Peterson has been a favorite trainer among entertainers and athletes for many years while running a well-regarded private gym in Beverly Hills. His client list has included Sylvester Stallone, Halle Berry, Ben Affleck, Jennifer Lopez, Sofia Vergara and Pete Sampras, along with most of the Kardashian family.

Peterson will develop a strength and conditioning program for the Lakers, general manager Rob Pelinka says.

The 16-time NBA champion franchise has replaced several key members of its internal staff since Magic Johnson and Pelinka assumed control of basketball operations earlier this year.

NBA draft prospect Josh Jackson pleads guilty to misdemeanor for hitting car

NBA draft prospect Josh Jackson pleads guilty to misdemeanor for hitting car

LAWRENCE, Kan. -- Former University of Kansas basketball player Josh Jackson pleaded guilty to a misdemeanor traffic violation for backing into a car and driving away.

The Lawrence Journal-World reports that Jackson entered his plea Tuesday in Lawrence Municipal Court to striking an unattended vehicle. Two other charges, inattentive driving and improper backing, were dismissed.

Jackson, who is expected to be a top draft pick in next month's NBA draft, will be on probation for six months and must pay a $250 fine. If he violates his probation, Jackson would have to serve 30 days in jail.

Coach Bill Self suspended Jackson for the opening game of the Big 12 Tournament because of the incident.

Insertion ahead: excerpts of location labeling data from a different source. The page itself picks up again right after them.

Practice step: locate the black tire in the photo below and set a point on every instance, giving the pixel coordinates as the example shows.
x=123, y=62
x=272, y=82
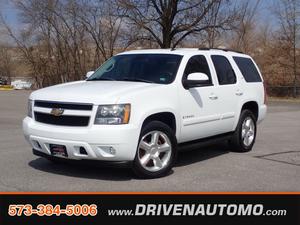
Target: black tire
x=237, y=141
x=155, y=126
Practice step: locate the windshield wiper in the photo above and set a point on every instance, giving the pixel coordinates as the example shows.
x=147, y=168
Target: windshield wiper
x=136, y=79
x=100, y=79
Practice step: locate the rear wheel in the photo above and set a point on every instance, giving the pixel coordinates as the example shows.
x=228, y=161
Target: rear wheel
x=244, y=136
x=156, y=151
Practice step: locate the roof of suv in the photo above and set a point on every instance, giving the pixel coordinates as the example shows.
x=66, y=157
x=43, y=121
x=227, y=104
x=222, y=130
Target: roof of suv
x=183, y=51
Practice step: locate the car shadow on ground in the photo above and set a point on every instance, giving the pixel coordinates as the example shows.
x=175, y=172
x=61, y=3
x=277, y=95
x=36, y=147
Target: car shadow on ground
x=185, y=157
x=195, y=155
x=82, y=170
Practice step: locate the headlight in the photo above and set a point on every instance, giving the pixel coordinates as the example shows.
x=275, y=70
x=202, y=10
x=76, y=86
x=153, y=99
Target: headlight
x=113, y=114
x=29, y=111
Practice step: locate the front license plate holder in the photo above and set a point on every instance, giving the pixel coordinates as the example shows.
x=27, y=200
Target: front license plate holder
x=58, y=150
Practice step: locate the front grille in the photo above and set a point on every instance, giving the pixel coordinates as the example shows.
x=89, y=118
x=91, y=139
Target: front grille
x=74, y=121
x=63, y=105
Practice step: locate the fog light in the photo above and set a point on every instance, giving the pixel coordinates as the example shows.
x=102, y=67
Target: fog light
x=107, y=151
x=82, y=151
x=112, y=150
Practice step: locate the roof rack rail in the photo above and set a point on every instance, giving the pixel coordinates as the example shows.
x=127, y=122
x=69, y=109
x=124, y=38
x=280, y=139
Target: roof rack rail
x=222, y=49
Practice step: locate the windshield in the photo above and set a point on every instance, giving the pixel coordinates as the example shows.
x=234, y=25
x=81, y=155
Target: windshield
x=152, y=68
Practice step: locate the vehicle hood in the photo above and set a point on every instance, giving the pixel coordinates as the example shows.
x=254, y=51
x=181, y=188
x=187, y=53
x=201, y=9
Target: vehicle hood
x=96, y=92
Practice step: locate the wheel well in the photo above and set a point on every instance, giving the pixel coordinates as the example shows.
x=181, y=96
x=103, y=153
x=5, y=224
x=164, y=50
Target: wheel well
x=252, y=106
x=165, y=117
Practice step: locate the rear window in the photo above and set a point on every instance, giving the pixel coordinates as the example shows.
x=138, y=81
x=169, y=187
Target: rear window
x=224, y=70
x=248, y=69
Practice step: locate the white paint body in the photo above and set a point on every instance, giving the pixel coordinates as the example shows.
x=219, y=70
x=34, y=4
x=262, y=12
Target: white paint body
x=214, y=109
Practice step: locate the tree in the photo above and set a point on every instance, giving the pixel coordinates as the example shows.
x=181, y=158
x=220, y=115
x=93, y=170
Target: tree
x=288, y=16
x=169, y=22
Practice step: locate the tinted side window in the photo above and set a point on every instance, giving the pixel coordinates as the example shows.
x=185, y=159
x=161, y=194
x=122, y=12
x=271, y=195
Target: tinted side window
x=248, y=69
x=196, y=64
x=224, y=70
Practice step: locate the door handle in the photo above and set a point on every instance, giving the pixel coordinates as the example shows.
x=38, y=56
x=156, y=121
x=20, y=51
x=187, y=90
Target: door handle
x=239, y=93
x=213, y=97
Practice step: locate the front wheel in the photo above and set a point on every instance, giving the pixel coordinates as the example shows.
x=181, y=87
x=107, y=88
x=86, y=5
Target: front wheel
x=156, y=151
x=244, y=136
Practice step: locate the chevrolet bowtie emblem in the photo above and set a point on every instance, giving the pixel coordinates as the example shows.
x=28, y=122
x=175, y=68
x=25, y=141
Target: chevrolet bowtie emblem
x=57, y=111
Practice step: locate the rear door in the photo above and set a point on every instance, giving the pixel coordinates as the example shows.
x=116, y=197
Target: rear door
x=228, y=91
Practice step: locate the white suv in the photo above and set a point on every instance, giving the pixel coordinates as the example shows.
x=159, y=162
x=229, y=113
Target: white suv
x=139, y=105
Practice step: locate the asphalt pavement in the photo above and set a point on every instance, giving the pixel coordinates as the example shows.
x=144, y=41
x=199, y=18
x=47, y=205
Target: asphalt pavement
x=272, y=165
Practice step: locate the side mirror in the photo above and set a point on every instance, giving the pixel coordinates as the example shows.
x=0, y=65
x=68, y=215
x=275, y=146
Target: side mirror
x=88, y=74
x=196, y=80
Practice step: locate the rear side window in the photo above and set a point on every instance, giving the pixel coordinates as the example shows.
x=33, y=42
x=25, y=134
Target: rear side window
x=248, y=69
x=224, y=70
x=197, y=63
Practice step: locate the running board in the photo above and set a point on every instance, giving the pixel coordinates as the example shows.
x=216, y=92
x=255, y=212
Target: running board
x=190, y=145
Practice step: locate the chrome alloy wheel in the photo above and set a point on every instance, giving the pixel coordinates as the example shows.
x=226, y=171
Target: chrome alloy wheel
x=154, y=151
x=248, y=131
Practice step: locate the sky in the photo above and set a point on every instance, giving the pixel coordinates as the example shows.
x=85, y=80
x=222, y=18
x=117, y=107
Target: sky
x=11, y=14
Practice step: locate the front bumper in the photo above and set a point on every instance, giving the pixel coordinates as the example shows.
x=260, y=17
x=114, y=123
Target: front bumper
x=262, y=113
x=101, y=142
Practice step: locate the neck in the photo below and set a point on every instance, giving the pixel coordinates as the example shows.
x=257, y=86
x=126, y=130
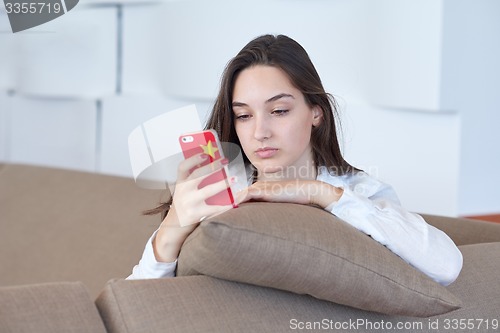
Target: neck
x=304, y=172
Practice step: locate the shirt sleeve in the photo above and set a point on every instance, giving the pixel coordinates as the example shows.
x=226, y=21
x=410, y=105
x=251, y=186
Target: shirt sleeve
x=373, y=208
x=149, y=268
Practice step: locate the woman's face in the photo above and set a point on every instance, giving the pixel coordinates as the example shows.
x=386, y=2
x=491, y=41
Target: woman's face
x=274, y=123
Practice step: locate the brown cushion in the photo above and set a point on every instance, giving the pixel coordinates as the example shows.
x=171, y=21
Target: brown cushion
x=51, y=307
x=307, y=250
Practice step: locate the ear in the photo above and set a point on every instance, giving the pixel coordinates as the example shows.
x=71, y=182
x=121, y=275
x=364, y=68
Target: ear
x=317, y=114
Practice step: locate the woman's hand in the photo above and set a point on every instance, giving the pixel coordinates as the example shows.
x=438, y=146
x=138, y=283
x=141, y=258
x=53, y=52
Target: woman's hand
x=307, y=192
x=189, y=207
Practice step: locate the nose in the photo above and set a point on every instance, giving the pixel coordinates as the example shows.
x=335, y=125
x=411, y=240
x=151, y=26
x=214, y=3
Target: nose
x=262, y=129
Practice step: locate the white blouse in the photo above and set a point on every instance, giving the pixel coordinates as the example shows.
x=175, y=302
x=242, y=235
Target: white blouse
x=373, y=208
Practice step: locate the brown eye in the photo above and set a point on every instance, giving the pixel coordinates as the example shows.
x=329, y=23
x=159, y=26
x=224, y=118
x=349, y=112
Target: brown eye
x=280, y=112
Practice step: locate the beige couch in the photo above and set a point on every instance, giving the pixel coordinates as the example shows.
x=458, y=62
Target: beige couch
x=67, y=240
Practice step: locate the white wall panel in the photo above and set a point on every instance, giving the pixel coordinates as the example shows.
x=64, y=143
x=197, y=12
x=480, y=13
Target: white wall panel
x=417, y=153
x=7, y=55
x=59, y=133
x=143, y=46
x=4, y=128
x=403, y=59
x=72, y=56
x=123, y=114
x=200, y=44
x=471, y=81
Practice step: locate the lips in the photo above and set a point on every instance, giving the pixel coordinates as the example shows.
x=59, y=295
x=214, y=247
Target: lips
x=266, y=152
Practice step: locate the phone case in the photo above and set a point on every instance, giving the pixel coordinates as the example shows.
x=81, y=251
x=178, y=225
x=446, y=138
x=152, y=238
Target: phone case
x=208, y=142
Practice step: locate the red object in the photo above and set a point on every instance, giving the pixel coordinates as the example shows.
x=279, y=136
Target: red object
x=207, y=142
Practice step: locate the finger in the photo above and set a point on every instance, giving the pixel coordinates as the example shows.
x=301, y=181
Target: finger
x=214, y=188
x=186, y=166
x=209, y=168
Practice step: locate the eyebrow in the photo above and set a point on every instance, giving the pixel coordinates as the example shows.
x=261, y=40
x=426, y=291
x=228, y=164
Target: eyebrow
x=272, y=99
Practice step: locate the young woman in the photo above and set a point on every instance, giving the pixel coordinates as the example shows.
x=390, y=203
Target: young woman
x=273, y=105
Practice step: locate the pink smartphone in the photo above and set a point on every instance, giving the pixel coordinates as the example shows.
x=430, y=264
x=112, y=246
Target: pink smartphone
x=208, y=142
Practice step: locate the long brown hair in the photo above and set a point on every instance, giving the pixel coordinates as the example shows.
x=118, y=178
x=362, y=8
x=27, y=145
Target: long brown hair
x=286, y=54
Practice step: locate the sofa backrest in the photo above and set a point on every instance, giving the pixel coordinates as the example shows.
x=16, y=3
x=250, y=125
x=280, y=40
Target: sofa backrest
x=61, y=225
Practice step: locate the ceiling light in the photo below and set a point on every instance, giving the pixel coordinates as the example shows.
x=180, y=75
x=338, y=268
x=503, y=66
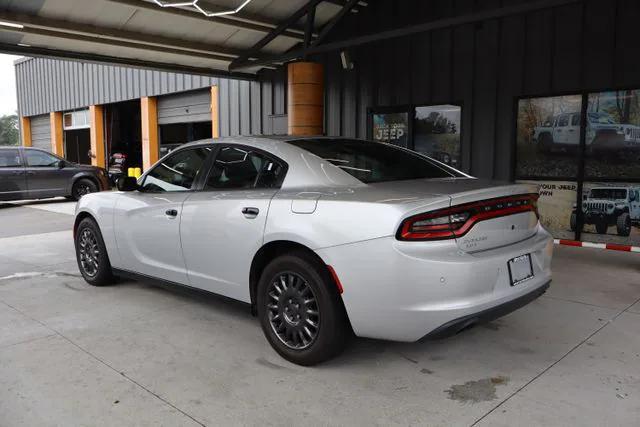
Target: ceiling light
x=11, y=24
x=194, y=4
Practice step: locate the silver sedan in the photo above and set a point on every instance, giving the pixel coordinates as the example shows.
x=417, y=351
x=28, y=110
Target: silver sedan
x=323, y=238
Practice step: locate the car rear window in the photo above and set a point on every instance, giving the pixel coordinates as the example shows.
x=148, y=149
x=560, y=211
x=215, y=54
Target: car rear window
x=372, y=162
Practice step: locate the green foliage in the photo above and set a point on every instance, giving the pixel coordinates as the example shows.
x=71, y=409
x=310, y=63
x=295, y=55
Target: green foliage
x=9, y=133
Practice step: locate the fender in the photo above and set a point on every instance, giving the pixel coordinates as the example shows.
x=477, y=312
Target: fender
x=79, y=175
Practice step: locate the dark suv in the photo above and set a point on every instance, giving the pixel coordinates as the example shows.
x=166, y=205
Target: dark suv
x=31, y=173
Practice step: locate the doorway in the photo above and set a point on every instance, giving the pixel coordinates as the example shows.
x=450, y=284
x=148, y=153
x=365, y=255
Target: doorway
x=77, y=146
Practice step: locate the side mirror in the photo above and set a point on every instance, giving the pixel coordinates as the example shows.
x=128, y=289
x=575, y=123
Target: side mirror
x=127, y=183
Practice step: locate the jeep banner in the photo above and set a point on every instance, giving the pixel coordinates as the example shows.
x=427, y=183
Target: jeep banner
x=556, y=205
x=392, y=128
x=548, y=137
x=611, y=213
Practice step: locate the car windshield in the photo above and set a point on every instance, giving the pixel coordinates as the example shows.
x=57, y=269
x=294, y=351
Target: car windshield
x=372, y=162
x=608, y=193
x=603, y=119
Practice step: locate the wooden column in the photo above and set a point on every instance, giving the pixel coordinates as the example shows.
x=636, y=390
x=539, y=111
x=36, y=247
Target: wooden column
x=150, y=142
x=57, y=134
x=25, y=131
x=96, y=118
x=305, y=98
x=215, y=113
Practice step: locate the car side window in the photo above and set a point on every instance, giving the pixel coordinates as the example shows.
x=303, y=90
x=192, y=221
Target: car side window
x=177, y=172
x=40, y=159
x=10, y=159
x=242, y=168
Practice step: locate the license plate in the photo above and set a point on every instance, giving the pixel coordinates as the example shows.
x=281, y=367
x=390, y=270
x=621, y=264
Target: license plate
x=520, y=269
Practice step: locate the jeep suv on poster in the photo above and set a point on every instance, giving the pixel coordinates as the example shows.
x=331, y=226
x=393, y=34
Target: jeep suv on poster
x=610, y=206
x=603, y=133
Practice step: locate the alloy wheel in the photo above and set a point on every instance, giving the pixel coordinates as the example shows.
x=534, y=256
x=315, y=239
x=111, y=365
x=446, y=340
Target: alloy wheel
x=89, y=252
x=293, y=311
x=82, y=190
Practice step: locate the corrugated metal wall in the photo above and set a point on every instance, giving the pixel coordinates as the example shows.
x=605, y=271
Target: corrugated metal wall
x=484, y=67
x=45, y=85
x=41, y=132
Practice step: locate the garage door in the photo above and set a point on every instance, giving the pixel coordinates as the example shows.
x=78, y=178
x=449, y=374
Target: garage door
x=41, y=132
x=185, y=107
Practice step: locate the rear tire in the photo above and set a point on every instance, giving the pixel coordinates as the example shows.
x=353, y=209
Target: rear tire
x=300, y=310
x=91, y=254
x=623, y=225
x=82, y=187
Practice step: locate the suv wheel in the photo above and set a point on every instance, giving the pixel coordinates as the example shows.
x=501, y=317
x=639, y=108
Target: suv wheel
x=602, y=227
x=83, y=187
x=91, y=254
x=623, y=225
x=300, y=310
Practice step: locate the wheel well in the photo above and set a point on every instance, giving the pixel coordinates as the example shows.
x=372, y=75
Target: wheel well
x=267, y=253
x=80, y=217
x=87, y=177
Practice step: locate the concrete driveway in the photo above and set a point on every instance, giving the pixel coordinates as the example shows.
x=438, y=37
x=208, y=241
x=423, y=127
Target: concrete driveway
x=134, y=354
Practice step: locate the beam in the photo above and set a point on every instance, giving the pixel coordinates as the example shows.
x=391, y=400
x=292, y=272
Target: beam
x=57, y=134
x=25, y=131
x=215, y=113
x=456, y=21
x=350, y=4
x=60, y=28
x=241, y=20
x=96, y=134
x=42, y=52
x=150, y=142
x=295, y=17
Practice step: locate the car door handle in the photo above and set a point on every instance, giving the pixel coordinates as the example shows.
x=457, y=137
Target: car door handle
x=250, y=212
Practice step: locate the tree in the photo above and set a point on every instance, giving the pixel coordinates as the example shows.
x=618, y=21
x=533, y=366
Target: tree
x=9, y=133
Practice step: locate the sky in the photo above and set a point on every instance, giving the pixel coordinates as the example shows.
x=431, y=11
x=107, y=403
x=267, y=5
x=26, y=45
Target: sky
x=8, y=103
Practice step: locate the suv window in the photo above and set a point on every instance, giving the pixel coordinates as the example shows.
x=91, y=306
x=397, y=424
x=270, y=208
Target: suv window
x=10, y=159
x=372, y=162
x=40, y=159
x=240, y=167
x=177, y=172
x=575, y=120
x=563, y=120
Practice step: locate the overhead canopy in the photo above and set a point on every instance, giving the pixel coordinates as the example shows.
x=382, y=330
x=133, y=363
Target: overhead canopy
x=154, y=34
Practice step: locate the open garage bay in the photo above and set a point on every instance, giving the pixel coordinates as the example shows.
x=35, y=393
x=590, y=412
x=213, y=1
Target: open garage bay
x=135, y=354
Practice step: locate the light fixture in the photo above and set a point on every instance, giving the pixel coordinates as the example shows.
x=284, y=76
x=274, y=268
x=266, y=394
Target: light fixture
x=194, y=4
x=11, y=24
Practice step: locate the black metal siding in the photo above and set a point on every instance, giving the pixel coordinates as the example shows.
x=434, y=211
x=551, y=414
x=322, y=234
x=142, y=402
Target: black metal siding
x=484, y=66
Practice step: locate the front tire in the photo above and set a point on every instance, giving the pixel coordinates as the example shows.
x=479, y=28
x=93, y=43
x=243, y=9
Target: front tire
x=300, y=310
x=91, y=254
x=83, y=187
x=623, y=225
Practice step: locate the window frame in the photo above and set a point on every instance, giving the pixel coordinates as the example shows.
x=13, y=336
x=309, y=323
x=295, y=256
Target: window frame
x=25, y=161
x=20, y=157
x=198, y=182
x=214, y=157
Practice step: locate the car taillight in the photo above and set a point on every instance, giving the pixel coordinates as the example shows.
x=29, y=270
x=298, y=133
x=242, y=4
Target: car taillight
x=456, y=221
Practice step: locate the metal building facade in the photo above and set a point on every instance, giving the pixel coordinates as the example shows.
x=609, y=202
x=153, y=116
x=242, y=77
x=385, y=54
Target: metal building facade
x=483, y=66
x=45, y=85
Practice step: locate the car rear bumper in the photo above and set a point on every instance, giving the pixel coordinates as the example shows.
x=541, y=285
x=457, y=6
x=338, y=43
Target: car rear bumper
x=458, y=325
x=404, y=291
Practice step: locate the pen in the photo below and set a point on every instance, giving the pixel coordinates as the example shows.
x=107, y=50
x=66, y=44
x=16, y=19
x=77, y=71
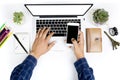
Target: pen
x=20, y=43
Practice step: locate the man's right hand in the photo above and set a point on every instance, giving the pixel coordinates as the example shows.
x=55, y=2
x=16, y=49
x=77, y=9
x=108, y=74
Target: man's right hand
x=79, y=46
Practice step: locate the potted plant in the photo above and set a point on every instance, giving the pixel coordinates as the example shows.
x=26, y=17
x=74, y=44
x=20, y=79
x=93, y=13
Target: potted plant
x=18, y=17
x=100, y=16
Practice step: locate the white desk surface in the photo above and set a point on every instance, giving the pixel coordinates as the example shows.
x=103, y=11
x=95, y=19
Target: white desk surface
x=57, y=66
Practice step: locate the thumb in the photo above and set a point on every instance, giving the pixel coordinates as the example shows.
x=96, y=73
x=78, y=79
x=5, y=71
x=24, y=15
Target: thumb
x=51, y=45
x=74, y=42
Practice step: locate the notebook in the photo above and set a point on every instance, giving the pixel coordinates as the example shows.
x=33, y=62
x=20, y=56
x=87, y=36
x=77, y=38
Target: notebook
x=24, y=39
x=93, y=40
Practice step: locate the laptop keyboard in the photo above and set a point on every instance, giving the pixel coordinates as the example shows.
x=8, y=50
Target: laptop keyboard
x=58, y=26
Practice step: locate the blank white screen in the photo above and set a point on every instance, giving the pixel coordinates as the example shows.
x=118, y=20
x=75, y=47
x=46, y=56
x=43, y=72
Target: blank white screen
x=58, y=9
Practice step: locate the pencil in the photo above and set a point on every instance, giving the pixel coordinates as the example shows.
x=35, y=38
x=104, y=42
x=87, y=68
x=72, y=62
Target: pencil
x=20, y=43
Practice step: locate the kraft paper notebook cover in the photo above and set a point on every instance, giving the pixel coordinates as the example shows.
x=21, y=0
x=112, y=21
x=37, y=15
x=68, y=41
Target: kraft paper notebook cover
x=93, y=40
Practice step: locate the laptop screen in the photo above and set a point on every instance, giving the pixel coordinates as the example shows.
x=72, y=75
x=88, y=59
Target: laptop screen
x=58, y=9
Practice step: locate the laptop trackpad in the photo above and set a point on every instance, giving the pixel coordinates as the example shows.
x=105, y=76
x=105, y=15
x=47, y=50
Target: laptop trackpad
x=60, y=43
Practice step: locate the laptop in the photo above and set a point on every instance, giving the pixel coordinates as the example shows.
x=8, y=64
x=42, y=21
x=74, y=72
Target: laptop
x=57, y=64
x=56, y=16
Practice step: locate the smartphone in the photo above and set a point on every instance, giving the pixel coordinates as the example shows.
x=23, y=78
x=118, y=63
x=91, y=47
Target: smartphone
x=72, y=32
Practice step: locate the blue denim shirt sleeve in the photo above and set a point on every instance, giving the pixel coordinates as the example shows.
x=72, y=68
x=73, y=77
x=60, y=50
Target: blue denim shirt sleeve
x=24, y=70
x=83, y=70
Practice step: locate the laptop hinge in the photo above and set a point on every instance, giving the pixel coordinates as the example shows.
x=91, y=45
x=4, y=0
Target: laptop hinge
x=58, y=16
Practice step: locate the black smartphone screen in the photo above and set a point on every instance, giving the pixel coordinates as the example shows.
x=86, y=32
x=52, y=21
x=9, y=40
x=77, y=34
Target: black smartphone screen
x=72, y=33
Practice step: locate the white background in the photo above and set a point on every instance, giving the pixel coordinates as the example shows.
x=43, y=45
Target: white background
x=59, y=65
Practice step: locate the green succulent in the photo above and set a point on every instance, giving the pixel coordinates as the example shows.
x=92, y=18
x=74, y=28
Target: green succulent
x=18, y=17
x=100, y=16
x=114, y=43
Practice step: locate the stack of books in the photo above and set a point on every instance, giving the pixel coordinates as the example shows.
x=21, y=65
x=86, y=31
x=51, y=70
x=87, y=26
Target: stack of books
x=4, y=34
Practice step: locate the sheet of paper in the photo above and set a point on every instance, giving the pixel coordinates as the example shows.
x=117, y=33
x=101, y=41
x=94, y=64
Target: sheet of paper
x=24, y=39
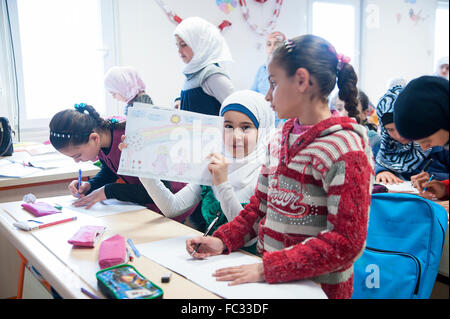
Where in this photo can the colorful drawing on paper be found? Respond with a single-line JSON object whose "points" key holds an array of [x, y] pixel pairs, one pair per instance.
{"points": [[227, 5], [170, 144]]}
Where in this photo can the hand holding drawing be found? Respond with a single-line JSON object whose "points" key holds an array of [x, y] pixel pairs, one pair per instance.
{"points": [[420, 179], [386, 177], [84, 188], [241, 274], [89, 200], [218, 167], [210, 246], [122, 145]]}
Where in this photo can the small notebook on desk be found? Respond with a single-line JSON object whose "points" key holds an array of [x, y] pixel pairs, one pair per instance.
{"points": [[44, 221], [405, 187]]}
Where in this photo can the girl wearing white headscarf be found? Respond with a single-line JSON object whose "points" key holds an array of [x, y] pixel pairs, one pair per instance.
{"points": [[203, 48], [246, 113], [125, 85]]}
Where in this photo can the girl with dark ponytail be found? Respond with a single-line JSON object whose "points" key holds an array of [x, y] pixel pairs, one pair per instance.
{"points": [[83, 135], [310, 223]]}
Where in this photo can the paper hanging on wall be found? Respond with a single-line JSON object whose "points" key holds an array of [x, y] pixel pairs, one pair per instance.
{"points": [[170, 144], [226, 5]]}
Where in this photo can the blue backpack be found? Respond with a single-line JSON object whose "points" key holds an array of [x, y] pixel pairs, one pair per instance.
{"points": [[403, 250]]}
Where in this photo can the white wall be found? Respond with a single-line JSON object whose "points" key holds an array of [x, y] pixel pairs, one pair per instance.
{"points": [[389, 47], [145, 37], [393, 45]]}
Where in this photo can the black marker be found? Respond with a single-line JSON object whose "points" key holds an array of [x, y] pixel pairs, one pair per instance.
{"points": [[207, 231]]}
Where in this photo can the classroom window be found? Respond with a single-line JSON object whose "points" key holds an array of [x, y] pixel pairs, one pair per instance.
{"points": [[338, 23], [61, 49], [441, 44]]}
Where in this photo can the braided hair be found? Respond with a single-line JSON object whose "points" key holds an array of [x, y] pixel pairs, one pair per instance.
{"points": [[319, 57], [74, 126]]}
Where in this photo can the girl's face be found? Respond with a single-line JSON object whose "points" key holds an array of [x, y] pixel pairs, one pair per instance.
{"points": [[440, 138], [118, 97], [84, 152], [392, 131], [340, 107], [271, 44], [240, 134], [282, 92], [185, 51]]}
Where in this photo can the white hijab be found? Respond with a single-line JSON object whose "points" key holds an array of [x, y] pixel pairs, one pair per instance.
{"points": [[205, 40], [243, 173]]}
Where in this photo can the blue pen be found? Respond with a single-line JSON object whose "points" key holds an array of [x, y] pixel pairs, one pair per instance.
{"points": [[429, 180], [79, 181]]}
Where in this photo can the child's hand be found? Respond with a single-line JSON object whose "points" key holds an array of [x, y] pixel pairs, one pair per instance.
{"points": [[420, 179], [122, 145], [241, 274], [386, 177], [210, 246], [218, 167], [434, 190], [84, 188], [96, 196]]}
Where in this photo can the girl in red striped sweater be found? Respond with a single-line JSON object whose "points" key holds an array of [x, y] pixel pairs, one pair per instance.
{"points": [[311, 204]]}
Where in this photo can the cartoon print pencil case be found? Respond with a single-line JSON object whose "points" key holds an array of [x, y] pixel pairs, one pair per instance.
{"points": [[112, 252], [87, 236], [125, 282], [39, 209]]}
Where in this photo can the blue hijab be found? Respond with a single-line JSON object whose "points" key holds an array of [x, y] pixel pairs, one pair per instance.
{"points": [[395, 156]]}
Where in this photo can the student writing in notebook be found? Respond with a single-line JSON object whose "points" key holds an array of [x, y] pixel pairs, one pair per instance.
{"points": [[399, 158], [304, 211], [248, 123], [421, 114], [82, 134]]}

The 6-foot-8 Jackson has now resolved two cases that had dogged him during his lone year at Kansas. He earlier reached a diversion agreement that requires him to attend anger management classes, write a letter of apology and refrain from using alcohol or recreational drugs for a year for his confrontation with a Jayhawks women's basketball player last year.

Jackson had pleaded not guilty to a misdemeanor count of criminal property damage after he argued with McKenzie Calvert on Dec. 9 outside a bar in Lawrence. He signed the diversion agreement on April 26.